Losing the weight this time around has definitely been harder. This last pregnancy screwed up the way my body works when it comes to weight loss and I had to tweak some things...but I've learned I really can do hard things. And those hard things have been completely worth it. I just feel...good. Really good. And I'm excited to inch closer to seeing a "1" at the front of my weight for the first time since 1998. It's gonna happen this time people. Nothing's gonna stop me.

Monday, September 4, 2017

Pep Talk...

One of the mini-challenges I gave my group this week was to write themselves a pep talk and share it with their teammates. So here's mine...

Jill...you have come such a long way, it's almost impossible to see the starting line. I know your motivation rises and falls like the worlds craziest roller-coaster, but you always bounce back from the lows. Always. When the tough days come, lean on the amazing friends and family you have that have always been there to support you. You wouldn't be where you are without them!

You can do hard things. You've changed your diet, your exercise habits, your way of thinking, your level of self-confidence and respect, your habits...your entire life. You are a completely new person and a constant work in progress. So even though sometimes you might feel like you're tired and fed up and like it's just not worth the effort any more...don't give up. Those feelings always pass. Always. Push through them, and let others help. You don't have to do it by yourself.

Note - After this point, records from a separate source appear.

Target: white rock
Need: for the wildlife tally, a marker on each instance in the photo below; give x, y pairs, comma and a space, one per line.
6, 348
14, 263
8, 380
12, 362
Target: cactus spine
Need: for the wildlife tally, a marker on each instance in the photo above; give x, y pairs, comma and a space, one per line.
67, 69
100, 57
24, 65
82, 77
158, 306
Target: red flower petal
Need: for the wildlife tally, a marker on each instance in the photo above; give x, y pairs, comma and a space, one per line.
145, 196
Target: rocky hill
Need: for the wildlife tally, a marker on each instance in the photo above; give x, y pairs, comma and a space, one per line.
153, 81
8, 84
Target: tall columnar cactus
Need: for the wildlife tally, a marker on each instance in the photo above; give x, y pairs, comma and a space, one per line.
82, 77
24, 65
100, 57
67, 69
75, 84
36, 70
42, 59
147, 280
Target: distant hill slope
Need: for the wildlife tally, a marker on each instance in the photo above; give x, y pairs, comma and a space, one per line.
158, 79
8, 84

You are almost back to 100lbs lost! Don't let that become a mental road block for you. You've lost almost 50 lbs since March and know how to reach your goal of breaking into the 100's by New Years if you just keep on doing what you're doing. Keep fueling your body with healthy things. Keep exercising and pushing yourself a little harder each time. Keep sharing your struggles and your successes with others and keep right on improving. You've got this and I'm proud of you.